When Holley graduated in 1851, Putnam left Oberlin without completing her studies. For the next decade she worked for the abolition of slavery, largely in the shadow of Holley, who became a noted abolitionist lecturer. Putnam traveled with Holley, wrote to newspapers about Holley's speaking engagements, and called door-to-door in villages across the North to explain the tenets of Garrisonianism, though she disliked the rootlessness of constant travel and felt that she lacked the tenacity and emotional resilience required by the work.

== Career ==
In the early 1860s, Putnam and her lifelong companion Holley shifted their attention from abolition to aid for the freed slaves. In 1868, Putnam stepped from Holley's shadow, establishing new careers for both of them. Putnam moved to Lottsburg, Virginia, to open a school for freed slaves. She taught, looked after administrative tasks, pioneered innovative means of gaining financial support, and earned southern white acceptance without yielding on racial issues. Holley taught alongside Putnam after 1870 but was never reconciled to the isolation of rural Virginia, so she spent months at a time traveling in the North.
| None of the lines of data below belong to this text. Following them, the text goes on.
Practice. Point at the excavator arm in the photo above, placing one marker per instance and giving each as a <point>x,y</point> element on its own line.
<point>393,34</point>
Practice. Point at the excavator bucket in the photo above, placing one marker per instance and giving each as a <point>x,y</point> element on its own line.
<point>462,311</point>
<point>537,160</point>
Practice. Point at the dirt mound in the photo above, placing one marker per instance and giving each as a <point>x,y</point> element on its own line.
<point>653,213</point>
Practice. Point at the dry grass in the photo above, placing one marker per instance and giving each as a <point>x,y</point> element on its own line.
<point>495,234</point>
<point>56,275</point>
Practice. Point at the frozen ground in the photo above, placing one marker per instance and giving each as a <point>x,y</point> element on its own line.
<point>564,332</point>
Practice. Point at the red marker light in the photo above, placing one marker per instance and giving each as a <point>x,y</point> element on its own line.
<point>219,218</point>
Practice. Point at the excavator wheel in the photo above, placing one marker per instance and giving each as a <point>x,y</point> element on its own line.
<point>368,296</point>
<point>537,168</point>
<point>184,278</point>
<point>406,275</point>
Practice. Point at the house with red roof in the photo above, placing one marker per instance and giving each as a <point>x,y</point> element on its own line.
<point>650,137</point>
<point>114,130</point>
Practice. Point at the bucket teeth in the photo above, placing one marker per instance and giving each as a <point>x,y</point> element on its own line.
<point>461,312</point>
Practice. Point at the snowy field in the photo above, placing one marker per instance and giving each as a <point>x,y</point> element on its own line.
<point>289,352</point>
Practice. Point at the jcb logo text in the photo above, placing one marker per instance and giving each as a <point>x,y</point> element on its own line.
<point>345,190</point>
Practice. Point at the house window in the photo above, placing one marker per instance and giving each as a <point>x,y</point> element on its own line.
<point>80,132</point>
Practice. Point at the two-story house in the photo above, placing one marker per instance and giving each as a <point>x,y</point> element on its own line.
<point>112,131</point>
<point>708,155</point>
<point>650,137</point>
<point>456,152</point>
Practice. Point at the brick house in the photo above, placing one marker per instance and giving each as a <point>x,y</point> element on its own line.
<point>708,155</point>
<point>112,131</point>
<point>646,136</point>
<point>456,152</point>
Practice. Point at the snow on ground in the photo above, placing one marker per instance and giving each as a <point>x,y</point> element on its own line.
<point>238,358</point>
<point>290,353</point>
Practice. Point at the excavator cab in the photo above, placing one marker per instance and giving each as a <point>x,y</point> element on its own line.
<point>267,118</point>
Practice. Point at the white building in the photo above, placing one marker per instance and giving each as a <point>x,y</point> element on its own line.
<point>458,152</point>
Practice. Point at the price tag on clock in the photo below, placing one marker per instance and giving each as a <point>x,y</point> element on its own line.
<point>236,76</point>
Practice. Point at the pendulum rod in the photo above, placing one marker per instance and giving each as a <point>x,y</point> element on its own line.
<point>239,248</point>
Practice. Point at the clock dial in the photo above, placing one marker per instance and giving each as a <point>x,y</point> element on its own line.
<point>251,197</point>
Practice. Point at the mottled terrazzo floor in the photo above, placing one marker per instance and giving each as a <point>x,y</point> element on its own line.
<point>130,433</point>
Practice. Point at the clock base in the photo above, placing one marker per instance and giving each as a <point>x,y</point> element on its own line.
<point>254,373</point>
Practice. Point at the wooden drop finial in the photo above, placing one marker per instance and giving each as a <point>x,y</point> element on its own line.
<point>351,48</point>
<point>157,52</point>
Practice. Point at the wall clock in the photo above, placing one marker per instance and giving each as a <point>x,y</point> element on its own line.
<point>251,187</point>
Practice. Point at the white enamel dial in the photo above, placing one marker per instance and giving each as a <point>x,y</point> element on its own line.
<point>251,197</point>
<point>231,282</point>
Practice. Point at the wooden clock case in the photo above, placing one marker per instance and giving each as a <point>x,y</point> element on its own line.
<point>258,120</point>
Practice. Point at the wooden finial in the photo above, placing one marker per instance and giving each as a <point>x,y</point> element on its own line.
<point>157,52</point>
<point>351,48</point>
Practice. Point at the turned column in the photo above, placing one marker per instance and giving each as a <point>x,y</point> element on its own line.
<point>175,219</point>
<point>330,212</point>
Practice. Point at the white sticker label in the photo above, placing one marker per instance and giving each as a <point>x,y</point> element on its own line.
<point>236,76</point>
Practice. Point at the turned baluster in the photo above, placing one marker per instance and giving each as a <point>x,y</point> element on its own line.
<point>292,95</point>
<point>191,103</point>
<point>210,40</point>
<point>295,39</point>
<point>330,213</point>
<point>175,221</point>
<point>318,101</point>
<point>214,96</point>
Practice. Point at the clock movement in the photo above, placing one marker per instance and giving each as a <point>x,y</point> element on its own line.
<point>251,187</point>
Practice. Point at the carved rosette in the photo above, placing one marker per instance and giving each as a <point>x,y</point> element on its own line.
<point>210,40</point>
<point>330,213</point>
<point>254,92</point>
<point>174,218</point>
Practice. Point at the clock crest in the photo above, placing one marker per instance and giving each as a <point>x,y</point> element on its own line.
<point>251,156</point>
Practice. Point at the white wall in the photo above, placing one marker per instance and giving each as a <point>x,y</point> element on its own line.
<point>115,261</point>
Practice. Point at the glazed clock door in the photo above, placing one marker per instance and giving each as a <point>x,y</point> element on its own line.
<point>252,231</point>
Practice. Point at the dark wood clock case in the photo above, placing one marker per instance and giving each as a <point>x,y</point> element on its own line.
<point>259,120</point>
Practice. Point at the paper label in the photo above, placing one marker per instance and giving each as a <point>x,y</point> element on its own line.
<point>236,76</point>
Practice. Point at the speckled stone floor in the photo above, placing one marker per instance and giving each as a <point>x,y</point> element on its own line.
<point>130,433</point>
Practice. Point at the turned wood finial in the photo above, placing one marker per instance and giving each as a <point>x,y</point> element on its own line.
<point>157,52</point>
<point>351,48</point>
Putnam was an innovative, attentive teacher who adapted well to the conditions of southern rural black life. She held classes year-round in order to accommodate the labor demands on black children of different ages; she did not impose strict punctuality on a community without clocks; she and her assistants integrated a wide variety of print sources, objects, and the surrounding fields into the classroom. She remained at her post for forty-five years, teaching the children and grandchildren of the freedmen she had taught when she first ventured into the South. Though she retired in 1903, she remained at the school until her death in Lottsburg, Virginia. Holley had died in 1893.
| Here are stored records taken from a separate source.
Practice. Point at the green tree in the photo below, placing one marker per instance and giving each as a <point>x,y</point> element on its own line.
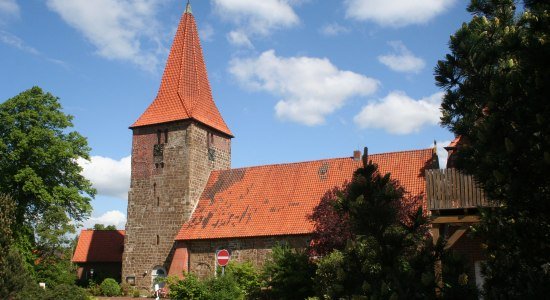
<point>188,288</point>
<point>246,276</point>
<point>289,274</point>
<point>496,79</point>
<point>14,277</point>
<point>39,169</point>
<point>387,255</point>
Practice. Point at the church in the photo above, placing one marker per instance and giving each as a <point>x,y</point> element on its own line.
<point>186,202</point>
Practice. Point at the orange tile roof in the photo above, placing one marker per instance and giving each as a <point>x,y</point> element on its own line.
<point>277,199</point>
<point>99,246</point>
<point>184,91</point>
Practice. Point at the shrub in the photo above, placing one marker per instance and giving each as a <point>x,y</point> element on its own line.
<point>93,288</point>
<point>66,292</point>
<point>223,288</point>
<point>289,275</point>
<point>125,289</point>
<point>246,276</point>
<point>188,288</point>
<point>109,287</point>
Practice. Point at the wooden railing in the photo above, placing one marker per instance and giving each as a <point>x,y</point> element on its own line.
<point>451,189</point>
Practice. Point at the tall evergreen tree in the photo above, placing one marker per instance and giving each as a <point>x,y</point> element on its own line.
<point>39,169</point>
<point>387,254</point>
<point>496,79</point>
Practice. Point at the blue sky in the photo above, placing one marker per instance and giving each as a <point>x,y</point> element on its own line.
<point>294,80</point>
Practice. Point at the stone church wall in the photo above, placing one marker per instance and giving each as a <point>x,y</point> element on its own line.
<point>170,166</point>
<point>202,258</point>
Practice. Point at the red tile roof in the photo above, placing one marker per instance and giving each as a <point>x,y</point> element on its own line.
<point>277,199</point>
<point>99,246</point>
<point>184,91</point>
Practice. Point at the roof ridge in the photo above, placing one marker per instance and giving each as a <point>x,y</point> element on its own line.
<point>321,159</point>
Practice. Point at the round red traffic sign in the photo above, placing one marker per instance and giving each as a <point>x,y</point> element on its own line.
<point>223,257</point>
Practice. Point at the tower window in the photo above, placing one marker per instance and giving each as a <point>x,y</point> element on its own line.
<point>211,154</point>
<point>210,139</point>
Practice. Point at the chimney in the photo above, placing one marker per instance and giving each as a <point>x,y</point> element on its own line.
<point>365,157</point>
<point>356,155</point>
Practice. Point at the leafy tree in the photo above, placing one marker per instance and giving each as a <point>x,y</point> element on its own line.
<point>223,288</point>
<point>14,277</point>
<point>496,81</point>
<point>246,276</point>
<point>289,274</point>
<point>39,169</point>
<point>188,288</point>
<point>388,254</point>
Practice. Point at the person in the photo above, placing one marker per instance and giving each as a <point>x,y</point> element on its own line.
<point>157,291</point>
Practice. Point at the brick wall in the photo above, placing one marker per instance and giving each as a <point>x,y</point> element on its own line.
<point>101,271</point>
<point>164,190</point>
<point>202,258</point>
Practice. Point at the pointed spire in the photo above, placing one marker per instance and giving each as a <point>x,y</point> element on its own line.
<point>184,91</point>
<point>188,9</point>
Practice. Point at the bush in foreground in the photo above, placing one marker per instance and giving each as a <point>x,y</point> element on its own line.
<point>109,287</point>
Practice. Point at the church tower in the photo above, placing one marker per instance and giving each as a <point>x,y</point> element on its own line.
<point>179,139</point>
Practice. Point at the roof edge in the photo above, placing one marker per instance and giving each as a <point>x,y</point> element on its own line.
<point>242,236</point>
<point>230,135</point>
<point>323,159</point>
Putnam maintained her larger reform and abolition commitments throughout her decades in the South. She was a strident activist in the struggle to assure the freedmen access to the ballot box in the 1870s, and she served as their advocate and adviser throughout the rise of the Jim Crow laws. She was uncompromising in her demand for racial equality during a time when most Americans turned their backs on African Americans. Around 1896, she became the president of the Virginia State Woman Suffrage Association. After Putnam's retirement she encouraged the emergence of the NAACP and also worked for temperance, world peace, and the protection of animals.

== The Holley School ==
In November 1868, Putnam became more directly involved with the freedmen, moving to Lottsburg, Virginia, to establish a freedmen’s school. Though named for Sallie Holley, the school was Caroline Putnam’s. She devised the curriculum, made innovations in pedagogy and policy, raised funds from northern friends, and taught in the school year-around. Holley joined her in 1870, but taught only intermittently.
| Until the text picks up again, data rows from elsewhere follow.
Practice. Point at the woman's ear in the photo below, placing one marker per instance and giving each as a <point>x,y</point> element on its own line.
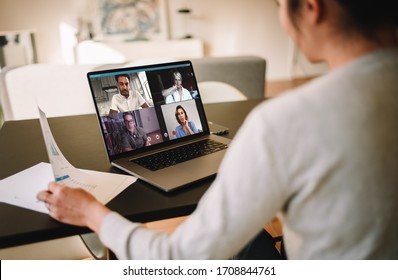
<point>313,10</point>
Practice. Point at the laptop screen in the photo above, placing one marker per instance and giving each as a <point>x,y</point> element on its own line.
<point>141,108</point>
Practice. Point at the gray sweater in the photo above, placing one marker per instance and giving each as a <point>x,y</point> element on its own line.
<point>324,157</point>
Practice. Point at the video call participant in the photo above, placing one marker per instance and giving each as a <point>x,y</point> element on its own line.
<point>177,92</point>
<point>126,99</point>
<point>133,137</point>
<point>186,126</point>
<point>323,156</point>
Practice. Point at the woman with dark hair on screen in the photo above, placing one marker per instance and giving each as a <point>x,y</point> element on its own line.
<point>186,126</point>
<point>323,156</point>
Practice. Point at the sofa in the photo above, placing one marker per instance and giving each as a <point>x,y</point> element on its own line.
<point>63,90</point>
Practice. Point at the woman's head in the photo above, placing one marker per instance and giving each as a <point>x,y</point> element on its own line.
<point>314,24</point>
<point>181,115</point>
<point>177,79</point>
<point>364,16</point>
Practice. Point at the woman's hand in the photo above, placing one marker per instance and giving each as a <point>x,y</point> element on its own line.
<point>73,206</point>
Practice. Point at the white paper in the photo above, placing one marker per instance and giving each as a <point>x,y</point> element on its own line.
<point>21,189</point>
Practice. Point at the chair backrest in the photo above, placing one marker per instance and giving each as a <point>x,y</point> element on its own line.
<point>246,73</point>
<point>61,90</point>
<point>216,92</point>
The Holley Graded School was notable for emphasizing a political curriculum and stressed the historical struggle for African-Americans and criticized industrial education unmercifully. As a prolific correspondent, Putnam never wrote for publication.

== Retired life ==
Putnam retired in 1903, after thirty-five years of schoolwork, but she remained in Lottsburg, superintending the school and assisting in the community until her death in 1917. Among the northern white women who assisted in establishing southern African-American education in the 1860s, only Laura M. Towne taught longer; none remained longer in the South. Putnam is interred in Lottsburg, near the school founded.